The Money Isn’t Working
Becoming a doctor costs more than ever while the pay for seeing certain patients has effectively dropped. The average medical school graduate in 2024 carried $212,341 in education debt. That debt load steers new doctors toward higher-paying specialties like orthopedics or cardiology and away from primary care, which is where the access problem hits patients hardest.
On the reimbursement side, Medicare physician payments have declined 29% in inflation-adjusted terms between 2001 and 2024. That means a doctor seeing Medicare patients today earns nearly a third less in real purchasing power than they would have two decades ago. When operating costs keep climbing but payments don’t keep pace, some practices stop accepting new patients, scale back their hours, or close entirely.
Concierge Medicine Pulls Doctors Away
One growing trend is making the shortage feel even worse for most patients. Concierge and direct primary care practices, where patients pay an annual fee for enhanced access, have been expanding steadily. A typical primary care doctor manages a panel of 2,000 to 3,000 patients. A concierge physician serves 400 to 600. That means each doctor who switches to a concierge model effectively removes access for roughly 1,500 to 2,400 patients who need to find care elsewhere.
For the doctors, it’s easy to see the appeal. Concierge physicians see 6 to 8 patients a day instead of 20 to 24, with more time per visit and less paperwork. But every physician who makes that switch tightens the supply for everyone else.

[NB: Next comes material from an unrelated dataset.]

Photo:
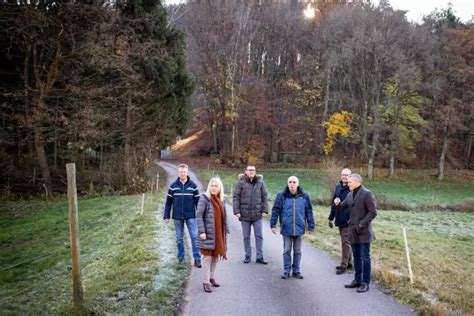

Hospital and Corporate Consolidation
The way doctor’s offices are owned and managed has shifted dramatically. At least 47% of physicians were employed by or affiliated with hospital systems in 2024, up from less than 30% in 2012. Private equity firms have also moved in, owning or investing in practices that cover about 6.5% of physicians nationally, with higher concentrations in certain specialties.
What this means for patients isn’t fully understood yet. A 2025 Government Accountability Office review found a lack of rigorous studies on how hospital system consolidation affects patient access. But in practice, when independent offices get absorbed into larger systems, scheduling often gets centralized, new patient slots can shrink, and the priority shifts toward the system’s financial targets rather than community need.
What This Looks Like for Patients
The practical result is the frustration you’re probably already experiencing. Average wait times by specialty tell the story: 34.5 days for dermatology, 31.4 days for OB/GYN, 26.6 days for cardiology, and 20.6 days for family medicine. These are averages across 15 major cities, and many people in smaller markets or underserved areas wait considerably longer.
Some strategies can help in the short term. Nurse practitioners and physician assistants now provide primary care in many settings and often have shorter wait times. Federally qualified health centers serve patients regardless of insurance status and exist specifically in shortage areas. Telehealth has also expanded access for conditions that don’t require a physical exam. None of these solve the underlying supply problem, but they can get you seen faster when finding a physician feels impossible.